Let op: de website is verhuisd naar fritsvanderwaa.nl

de Volkskrant, Kunst & Cultuur, 24 april 2010

Alice en Leopold

Geen aangename ervaring om als kind tot hoofdpersoon gebombardeerd te worden. Christopher Milne, die model stond voor Christopher Robin in Winnie the Pooh heeft een boekje opengedaan over hoe verschrikkelijk het is je leven lang publiek bezit te zijn. Hoe moet het Alice Liddell dan wel niet vergaan zijn, het meisje dat Lewis Carroll inspireerde tot dat nog veel beroemdere Alice in Wonderland?

Dat weten we niet. Voer voor de verbeelding dus. De Amerikaanse schrijfster Melanie Benjamin heeft het gegeven nader uitgewerkt in Ik was Alice, waarin ze Alice als oude dame laat terugblikken op haar leven. Hoewel Benjamin zich heeft verdiept in het onderwerp, komt de relatie tussen Alice en Dodgson niet echt uit de verf. De personages keuvelen maar door, en haar portrettering van de schrijver blijft te veel steken in het clichébeeld van de vriendelijke stamelaar. Het antwoord op de belangrijkste vraag – waarom het tot een verwijdering kwam – houdt de schrijfster bovendien op kunstmatige manier achter tot het eind van het boek.

Curieuzer is het middendeel, waarin Dodgson buiten beeld raakt en zich een romance ontwikkelt tussen Alice en prins Leopold, de jongste zoon van koningin Victoria. Op het eerste gezicht lijkt het ongeloofwaardig, maar er zit een kern van waarheid in. De twee hebben elkaar in elk geval gekend, en later noemde Alice een van haar zoons 'Leopold' terwijl de dochter van de prins 'Alice' heette – dat is toch wel erg toevallig.

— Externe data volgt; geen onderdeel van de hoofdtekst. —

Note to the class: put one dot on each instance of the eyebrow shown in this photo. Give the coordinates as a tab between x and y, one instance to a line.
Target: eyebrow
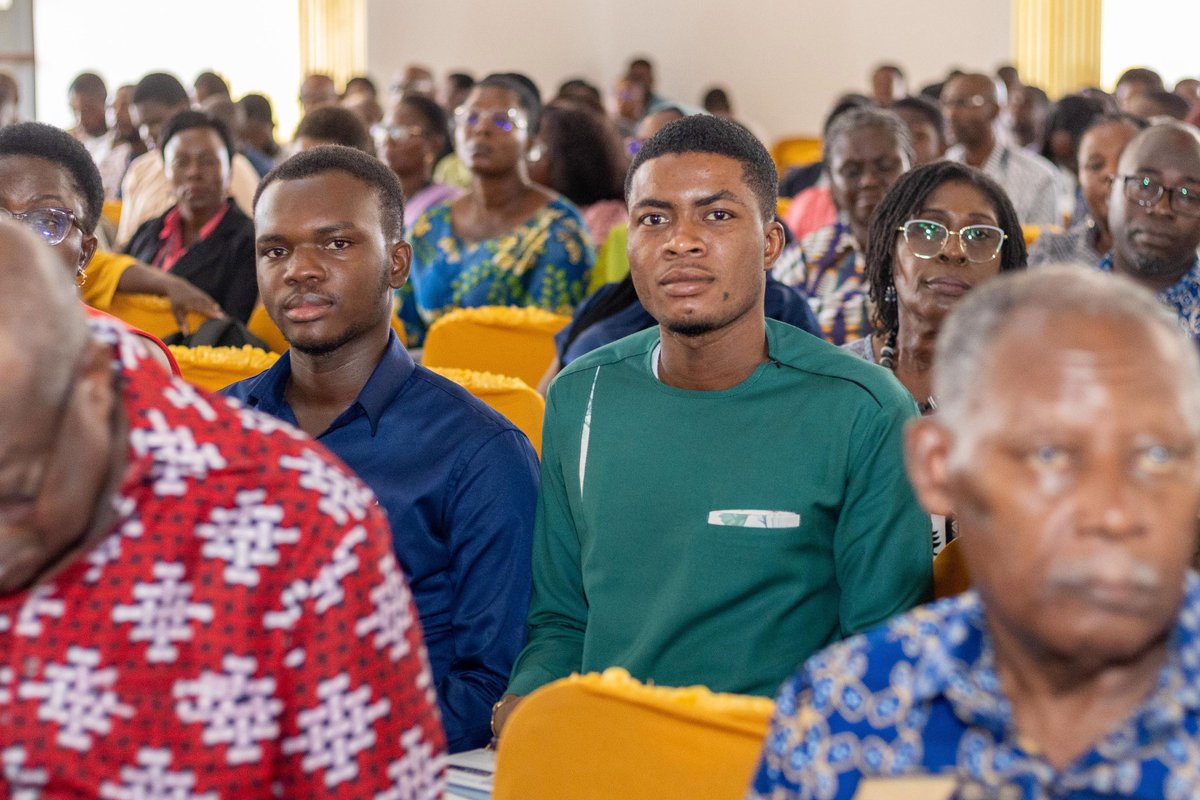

Gevoegd bij het feit dat Alice, die later trouwde met Reginald Hargreaves, twee van haar drie zoons verloor in de Eerste Wereldoorlog, bevat haar levensverhaal stof te over voor een boeiend verhaal. Dat heeft Benjamin goed gezien. Het is jammer dat het boek uiteindelijk niet ontstijgt aan de sfeer van een vlot geschreven damesroman.

Melanie Benjamin: Ik was Alice. Uit het Engels vertaald door Erica Feberwee. Orlando; 400 pagina's; € 15,-. ISBN 978 90 229 5970 1.